Despite marginal revenue growth in Q2 2023, a wide range of Nigerian companies have reported substantial reductions in their profit margins.
The downturn is consistent across sectors, excluding banks and insurance firms, according to recently released financial statements.
A survey of the second quarter results of about 28 companies cut across manufacturing, telco, oil and gas, and consumer goods companies reveal their profit margin dipped to just 2.53% in the second quarter of 2023.
This compares to 15.63% in the first quarter of 2023 and 14.35% in the second quarter of 2022.

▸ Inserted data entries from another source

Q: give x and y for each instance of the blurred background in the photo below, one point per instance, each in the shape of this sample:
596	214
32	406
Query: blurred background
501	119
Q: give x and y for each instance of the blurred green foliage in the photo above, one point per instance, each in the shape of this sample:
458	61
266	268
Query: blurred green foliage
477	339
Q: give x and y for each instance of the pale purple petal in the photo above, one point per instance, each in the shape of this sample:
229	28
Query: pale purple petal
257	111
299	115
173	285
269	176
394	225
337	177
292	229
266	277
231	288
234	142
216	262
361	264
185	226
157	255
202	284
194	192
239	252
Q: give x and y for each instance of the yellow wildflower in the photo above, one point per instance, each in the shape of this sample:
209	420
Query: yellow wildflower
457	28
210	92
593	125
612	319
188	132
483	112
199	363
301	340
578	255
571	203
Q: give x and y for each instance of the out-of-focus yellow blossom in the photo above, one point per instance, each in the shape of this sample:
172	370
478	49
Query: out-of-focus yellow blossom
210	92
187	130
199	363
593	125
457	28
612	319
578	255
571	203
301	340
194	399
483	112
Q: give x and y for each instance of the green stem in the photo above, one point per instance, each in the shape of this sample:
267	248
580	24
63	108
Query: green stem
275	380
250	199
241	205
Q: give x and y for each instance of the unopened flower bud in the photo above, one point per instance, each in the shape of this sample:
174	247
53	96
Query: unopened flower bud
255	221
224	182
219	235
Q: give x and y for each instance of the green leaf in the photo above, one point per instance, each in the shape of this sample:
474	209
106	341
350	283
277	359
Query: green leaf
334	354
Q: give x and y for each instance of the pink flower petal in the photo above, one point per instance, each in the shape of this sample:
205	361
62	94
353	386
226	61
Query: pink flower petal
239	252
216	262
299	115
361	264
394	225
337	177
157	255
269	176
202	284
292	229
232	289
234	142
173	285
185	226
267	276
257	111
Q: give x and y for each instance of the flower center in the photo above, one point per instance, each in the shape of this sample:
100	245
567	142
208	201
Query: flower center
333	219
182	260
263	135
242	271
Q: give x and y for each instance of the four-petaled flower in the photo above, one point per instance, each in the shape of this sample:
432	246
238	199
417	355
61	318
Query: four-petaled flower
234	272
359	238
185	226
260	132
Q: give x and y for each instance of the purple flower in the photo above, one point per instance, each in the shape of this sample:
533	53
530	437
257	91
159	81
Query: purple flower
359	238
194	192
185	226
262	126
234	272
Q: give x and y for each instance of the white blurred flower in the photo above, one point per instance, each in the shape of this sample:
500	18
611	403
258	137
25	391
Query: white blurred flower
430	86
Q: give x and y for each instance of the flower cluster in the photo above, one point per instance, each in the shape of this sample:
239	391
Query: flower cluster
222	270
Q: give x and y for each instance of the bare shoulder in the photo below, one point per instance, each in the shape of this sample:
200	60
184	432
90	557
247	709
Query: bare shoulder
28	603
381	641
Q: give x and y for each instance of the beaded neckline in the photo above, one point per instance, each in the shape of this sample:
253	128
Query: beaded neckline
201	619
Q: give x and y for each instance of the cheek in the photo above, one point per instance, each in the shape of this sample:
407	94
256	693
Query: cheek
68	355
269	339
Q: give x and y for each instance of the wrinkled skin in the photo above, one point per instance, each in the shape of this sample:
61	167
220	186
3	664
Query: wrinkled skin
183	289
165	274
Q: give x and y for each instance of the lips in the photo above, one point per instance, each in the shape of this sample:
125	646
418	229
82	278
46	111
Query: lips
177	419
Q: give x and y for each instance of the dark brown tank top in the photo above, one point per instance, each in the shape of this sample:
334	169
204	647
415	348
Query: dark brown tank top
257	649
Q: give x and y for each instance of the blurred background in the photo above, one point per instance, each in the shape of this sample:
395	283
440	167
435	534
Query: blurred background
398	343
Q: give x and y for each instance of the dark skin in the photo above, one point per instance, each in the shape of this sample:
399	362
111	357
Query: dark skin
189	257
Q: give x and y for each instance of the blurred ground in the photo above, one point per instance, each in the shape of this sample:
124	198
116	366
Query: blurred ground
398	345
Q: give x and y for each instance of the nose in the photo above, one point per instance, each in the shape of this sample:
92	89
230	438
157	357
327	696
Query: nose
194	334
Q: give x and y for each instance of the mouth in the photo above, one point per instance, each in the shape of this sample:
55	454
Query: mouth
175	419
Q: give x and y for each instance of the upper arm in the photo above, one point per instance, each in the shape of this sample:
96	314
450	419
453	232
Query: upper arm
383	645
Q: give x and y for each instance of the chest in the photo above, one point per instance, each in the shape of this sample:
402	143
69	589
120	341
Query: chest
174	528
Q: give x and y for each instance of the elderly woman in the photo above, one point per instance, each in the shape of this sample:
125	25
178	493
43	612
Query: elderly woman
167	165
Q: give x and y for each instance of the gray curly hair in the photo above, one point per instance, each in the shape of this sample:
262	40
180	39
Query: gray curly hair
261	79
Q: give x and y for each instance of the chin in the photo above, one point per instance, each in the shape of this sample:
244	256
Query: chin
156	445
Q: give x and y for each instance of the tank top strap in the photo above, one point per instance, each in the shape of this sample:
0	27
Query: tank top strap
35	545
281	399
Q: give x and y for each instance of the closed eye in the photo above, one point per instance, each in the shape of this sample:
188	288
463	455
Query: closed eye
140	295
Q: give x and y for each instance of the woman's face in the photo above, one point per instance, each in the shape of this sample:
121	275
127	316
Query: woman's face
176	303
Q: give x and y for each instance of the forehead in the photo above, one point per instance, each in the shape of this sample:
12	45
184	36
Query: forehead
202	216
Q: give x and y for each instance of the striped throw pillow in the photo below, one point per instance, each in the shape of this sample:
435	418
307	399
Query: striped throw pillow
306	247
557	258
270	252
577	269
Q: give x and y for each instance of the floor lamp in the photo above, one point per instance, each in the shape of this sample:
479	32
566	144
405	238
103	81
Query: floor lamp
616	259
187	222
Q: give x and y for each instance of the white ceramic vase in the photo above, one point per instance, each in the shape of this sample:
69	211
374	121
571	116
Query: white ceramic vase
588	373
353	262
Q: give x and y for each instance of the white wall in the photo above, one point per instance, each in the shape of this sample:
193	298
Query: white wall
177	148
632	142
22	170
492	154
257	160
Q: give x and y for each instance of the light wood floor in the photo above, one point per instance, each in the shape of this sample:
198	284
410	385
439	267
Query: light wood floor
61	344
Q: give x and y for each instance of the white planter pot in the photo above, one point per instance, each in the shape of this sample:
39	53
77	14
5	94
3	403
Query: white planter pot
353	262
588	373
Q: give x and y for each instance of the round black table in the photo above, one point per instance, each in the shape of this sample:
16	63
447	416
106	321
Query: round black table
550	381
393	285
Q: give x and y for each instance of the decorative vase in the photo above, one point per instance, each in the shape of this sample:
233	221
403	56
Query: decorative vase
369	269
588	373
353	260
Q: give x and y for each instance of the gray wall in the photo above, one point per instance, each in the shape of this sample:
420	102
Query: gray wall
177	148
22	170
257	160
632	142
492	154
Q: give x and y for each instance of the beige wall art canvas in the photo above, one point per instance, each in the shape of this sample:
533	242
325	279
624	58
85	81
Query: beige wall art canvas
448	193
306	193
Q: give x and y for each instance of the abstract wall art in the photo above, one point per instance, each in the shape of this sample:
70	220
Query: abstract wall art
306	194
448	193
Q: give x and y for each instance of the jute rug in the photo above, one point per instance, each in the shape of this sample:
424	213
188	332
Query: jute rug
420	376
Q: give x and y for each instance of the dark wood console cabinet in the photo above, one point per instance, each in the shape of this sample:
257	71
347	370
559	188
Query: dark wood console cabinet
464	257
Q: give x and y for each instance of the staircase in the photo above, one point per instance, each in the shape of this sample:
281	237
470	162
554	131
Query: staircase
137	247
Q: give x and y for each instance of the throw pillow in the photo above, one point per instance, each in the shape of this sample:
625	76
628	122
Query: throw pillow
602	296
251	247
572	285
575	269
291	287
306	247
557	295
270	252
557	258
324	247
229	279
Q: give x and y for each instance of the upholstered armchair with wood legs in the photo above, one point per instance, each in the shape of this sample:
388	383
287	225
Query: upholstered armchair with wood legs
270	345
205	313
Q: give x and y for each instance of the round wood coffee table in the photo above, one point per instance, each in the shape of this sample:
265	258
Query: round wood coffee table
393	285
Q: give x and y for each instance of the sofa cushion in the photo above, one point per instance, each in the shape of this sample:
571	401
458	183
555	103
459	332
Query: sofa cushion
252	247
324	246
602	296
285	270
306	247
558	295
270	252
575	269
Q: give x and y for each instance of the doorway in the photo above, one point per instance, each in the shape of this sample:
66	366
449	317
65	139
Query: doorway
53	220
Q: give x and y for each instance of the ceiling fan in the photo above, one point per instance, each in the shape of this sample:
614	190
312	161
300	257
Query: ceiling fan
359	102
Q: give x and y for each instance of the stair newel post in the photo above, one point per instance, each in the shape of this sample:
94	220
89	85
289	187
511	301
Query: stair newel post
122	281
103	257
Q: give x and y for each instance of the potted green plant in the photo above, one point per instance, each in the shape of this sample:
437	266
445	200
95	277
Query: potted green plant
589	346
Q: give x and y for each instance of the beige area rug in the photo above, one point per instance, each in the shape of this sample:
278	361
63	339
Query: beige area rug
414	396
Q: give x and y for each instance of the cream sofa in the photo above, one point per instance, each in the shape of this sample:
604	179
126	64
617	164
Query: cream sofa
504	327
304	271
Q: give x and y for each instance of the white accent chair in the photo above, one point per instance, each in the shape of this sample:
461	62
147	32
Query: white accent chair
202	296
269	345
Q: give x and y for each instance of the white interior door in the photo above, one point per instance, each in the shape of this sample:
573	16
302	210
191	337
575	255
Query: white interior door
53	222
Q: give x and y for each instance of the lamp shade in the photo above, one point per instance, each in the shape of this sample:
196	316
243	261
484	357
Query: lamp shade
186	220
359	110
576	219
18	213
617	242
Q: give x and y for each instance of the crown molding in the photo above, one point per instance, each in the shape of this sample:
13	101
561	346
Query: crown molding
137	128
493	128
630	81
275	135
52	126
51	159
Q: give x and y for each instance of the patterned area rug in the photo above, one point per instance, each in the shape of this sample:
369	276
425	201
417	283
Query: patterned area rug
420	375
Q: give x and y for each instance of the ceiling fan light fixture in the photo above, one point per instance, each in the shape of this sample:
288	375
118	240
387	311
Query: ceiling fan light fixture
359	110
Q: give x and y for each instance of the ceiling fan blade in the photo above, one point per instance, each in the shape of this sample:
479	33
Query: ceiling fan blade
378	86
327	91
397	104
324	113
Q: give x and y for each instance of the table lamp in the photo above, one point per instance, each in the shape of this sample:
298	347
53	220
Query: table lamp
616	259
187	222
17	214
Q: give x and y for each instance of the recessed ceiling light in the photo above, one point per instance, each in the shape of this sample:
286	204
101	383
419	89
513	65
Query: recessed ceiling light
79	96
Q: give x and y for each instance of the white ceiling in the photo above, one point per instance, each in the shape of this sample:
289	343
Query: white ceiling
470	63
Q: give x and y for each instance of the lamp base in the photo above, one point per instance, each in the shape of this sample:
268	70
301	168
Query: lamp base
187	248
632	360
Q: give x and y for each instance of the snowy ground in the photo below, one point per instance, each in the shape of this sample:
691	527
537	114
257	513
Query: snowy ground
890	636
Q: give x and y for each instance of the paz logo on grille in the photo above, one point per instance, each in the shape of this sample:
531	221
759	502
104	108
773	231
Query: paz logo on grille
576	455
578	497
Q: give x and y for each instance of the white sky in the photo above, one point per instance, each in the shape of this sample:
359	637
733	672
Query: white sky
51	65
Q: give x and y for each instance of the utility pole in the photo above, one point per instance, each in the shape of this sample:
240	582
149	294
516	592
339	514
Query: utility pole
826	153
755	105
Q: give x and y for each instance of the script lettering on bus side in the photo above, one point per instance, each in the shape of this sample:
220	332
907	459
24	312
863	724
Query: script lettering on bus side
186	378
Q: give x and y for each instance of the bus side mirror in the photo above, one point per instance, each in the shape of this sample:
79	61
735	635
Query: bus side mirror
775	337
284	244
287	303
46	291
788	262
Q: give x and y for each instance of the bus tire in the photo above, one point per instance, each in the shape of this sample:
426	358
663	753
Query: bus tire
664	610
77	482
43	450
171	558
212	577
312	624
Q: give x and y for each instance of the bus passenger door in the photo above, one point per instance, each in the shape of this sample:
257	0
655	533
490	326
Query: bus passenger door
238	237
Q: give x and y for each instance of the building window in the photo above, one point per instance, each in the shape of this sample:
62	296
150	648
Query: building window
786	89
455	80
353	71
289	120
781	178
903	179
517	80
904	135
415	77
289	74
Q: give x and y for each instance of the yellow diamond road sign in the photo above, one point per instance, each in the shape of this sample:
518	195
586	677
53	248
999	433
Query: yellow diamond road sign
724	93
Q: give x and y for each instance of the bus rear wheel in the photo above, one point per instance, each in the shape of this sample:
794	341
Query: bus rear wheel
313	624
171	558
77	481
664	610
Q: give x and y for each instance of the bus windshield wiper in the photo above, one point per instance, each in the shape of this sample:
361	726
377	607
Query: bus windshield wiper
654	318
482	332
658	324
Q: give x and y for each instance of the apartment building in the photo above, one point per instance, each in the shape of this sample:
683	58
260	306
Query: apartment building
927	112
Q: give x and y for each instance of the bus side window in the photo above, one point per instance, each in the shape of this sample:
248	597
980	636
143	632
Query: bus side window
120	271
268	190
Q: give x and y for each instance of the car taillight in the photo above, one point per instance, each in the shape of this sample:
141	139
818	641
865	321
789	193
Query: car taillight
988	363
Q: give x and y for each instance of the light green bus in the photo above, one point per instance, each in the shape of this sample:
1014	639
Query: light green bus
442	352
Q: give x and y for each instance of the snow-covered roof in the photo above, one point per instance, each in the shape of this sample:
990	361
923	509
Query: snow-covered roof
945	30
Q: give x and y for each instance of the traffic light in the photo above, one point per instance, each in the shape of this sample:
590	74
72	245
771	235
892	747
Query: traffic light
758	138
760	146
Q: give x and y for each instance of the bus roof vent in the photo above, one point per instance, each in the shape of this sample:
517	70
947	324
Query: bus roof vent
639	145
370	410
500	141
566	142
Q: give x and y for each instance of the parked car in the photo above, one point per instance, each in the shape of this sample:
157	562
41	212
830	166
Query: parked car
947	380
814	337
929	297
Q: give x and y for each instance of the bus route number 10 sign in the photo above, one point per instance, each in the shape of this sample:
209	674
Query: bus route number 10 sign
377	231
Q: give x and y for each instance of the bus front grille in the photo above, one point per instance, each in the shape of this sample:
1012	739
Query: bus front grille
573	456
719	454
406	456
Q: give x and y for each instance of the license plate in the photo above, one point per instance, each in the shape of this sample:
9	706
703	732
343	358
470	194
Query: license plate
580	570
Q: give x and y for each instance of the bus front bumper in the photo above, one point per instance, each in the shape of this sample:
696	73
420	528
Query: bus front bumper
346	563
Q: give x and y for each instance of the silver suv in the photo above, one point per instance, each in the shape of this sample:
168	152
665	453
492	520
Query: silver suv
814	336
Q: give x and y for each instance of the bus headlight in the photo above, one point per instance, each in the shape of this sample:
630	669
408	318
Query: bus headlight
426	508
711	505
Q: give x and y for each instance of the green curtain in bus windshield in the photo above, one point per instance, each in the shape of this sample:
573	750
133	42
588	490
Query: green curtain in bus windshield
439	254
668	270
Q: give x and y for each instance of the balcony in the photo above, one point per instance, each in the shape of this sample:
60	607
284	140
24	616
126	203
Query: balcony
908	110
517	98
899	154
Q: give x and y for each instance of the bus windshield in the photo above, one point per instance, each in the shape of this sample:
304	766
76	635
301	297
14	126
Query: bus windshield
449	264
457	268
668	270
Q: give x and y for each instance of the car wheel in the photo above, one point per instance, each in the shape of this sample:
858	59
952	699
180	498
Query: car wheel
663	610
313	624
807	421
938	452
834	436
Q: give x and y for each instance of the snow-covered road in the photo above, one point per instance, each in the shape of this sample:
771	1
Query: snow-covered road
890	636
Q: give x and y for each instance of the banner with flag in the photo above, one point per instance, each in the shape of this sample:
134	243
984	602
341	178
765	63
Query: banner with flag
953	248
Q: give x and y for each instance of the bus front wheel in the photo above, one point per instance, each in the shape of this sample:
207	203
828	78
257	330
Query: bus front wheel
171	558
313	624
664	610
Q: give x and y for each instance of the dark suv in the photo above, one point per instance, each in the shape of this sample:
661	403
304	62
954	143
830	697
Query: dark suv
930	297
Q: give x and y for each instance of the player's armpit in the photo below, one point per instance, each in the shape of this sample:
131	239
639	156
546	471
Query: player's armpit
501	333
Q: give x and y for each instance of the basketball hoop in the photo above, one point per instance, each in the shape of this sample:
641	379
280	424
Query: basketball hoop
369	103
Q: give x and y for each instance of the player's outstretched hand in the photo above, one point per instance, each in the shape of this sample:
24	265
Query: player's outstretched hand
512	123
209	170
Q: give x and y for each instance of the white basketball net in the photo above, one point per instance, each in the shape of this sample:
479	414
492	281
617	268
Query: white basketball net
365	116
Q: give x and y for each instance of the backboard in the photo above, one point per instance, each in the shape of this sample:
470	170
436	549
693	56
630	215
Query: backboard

Whilst the companies reported a combined revenue of N2.67 trillion in the quarter under review (N2.369 trillion in Q1), their profits dipped to N67.5 billion (compared to N379.3 billion in Q1 and N302 billion a year earlier).
Beta Plc, a leading manufacturing firm, reported a Q2 2023 revenue of N14,857.99 million, showing little change when compared to N14,983.72 million in Q1 2023.
However, their profit after tax for the quarter was N2,159 million, only a slight increase from N1891 million in the previous quarter.
Similarly, BUA Foods, one of Nigeria’s top food production companies, announced a Q2 2023 revenue of N176,611.95 million, a substantial increase from N144,318.35 million in Q1 2023.
Despite this, the company’s profit after tax for Q2 rose to N54,648 million, which is not proportional to the increase in revenue.
BUA Cement also reported profitability growth. These were the only few companies that reported improved margins. The rest reported profitability dips.
Margin dips across most companies
Two other companies, Cadbury Plc and Dangote Sugar, reported concerning drops in their profit margins. Cadbury Plc registered a Q2 2023 revenue of N19,044.63 million but saw a dramatic decrease in profit after tax swinging into a loss of N17.9 billion.
Meanwhile, Dangote Sugar revealed its Q2 2023 loss after tax as N40.79 billion, a significant decrease from N11.3 billion same period in 2022, even though revenues rose slightly.
The telecom giant MTN also reported subdued profit margins. Despite a Q2 2023 revenue of N590,605.00 million, the company’s profit after tax fell to N27.2 billion from N84.8 billion in the same period in 2022.
Cement giant, Dangote Cement also reported margin drops with profits of N69 billion in the second quarter which represented a profit margin of 12.7% compared to 16.78% same period in 2022.
This trend of shrinking profit margins, despite marginally increasing or stable revenues, has been observed across the board for the second quarter of 2023.
Financial experts speculate that various economic factors could be contributing to this phenomenon, but no official explanations have been offered by the companies in question.
Experts attribute this concerning trend to a multitude of factors including the depreciation of foreign currency after the unification of the exchange rate window, the removal of fuel subsidies, and persistently high inflation rates.
The devaluation of the Nigerian Naira following the unification of the exchange rate window has notably affected operating expenses, especially for companies reliant on imported raw materials. Forex losses have compounded the issue further.
In addition, the removal of fuel subsidies has spiralled transportation and energy costs upwards, impacting bottom lines.
The unification of the exchange rate window was aimed at creating a more transparent and efficient forex market. While the intention may have been noble, the immediate repercussions have been harsh for businesses.
Similarly, the removal of fuel subsidies, intended to reduce government expenditure and allocate funds to other sectors, has resulted in increased operating expenses for companies, thereby impacting their bottom line.
For example, Dangote Sugar swung into losses after it reported a whopping exchange rate loss of N83 billion in the second quarter of 2023 alone. Cadbury reported an unrealized exchange rate loss of N21.2 billion in the first half of 2023.
Nigeria’s telecoms giant, MTN also reported an unrealized forex loss of N131.5 billion in the first half of 2023, forcing a margin drop.
MTN also suggests its outlook for the rest of the year will depend on “the impacts of the levels of the exchange rate and the new VAT on tower leases effective September 2023” which it considers a key near-term risk to its medium-term guidance.
Dangote Sugar also blamed its losses on the impact of the devaluation of the Naira compared to the USD. Looking forward it suggests paying down its forex loans will be its strategic focus.
- “The adoption of cost optimization strategies, including strategies to defray FX-denominated obligations will remain a major focus, as well as maintaining customer satisfaction, product quality, production, and supply chain efficiency.”
Outlook for the rest of the year
As the investment community eagerly anticipates third-quarter financial results, the prevailing economic conditions are becoming an increasing concern for investors.
Recent data from the Purchasing Managers’ Index (PMI) indicates that companies are grappling with rising cost pressures, leading to a notable uptick in their expense columns.
Conversely, many companies are encountering obstacles in raising their selling prices, as the purchasing power of the average Nigerian continues to diminish.
This presents a double-edged sword for businesses, as they struggle to navigate the complexities of an uncertain economic landscape.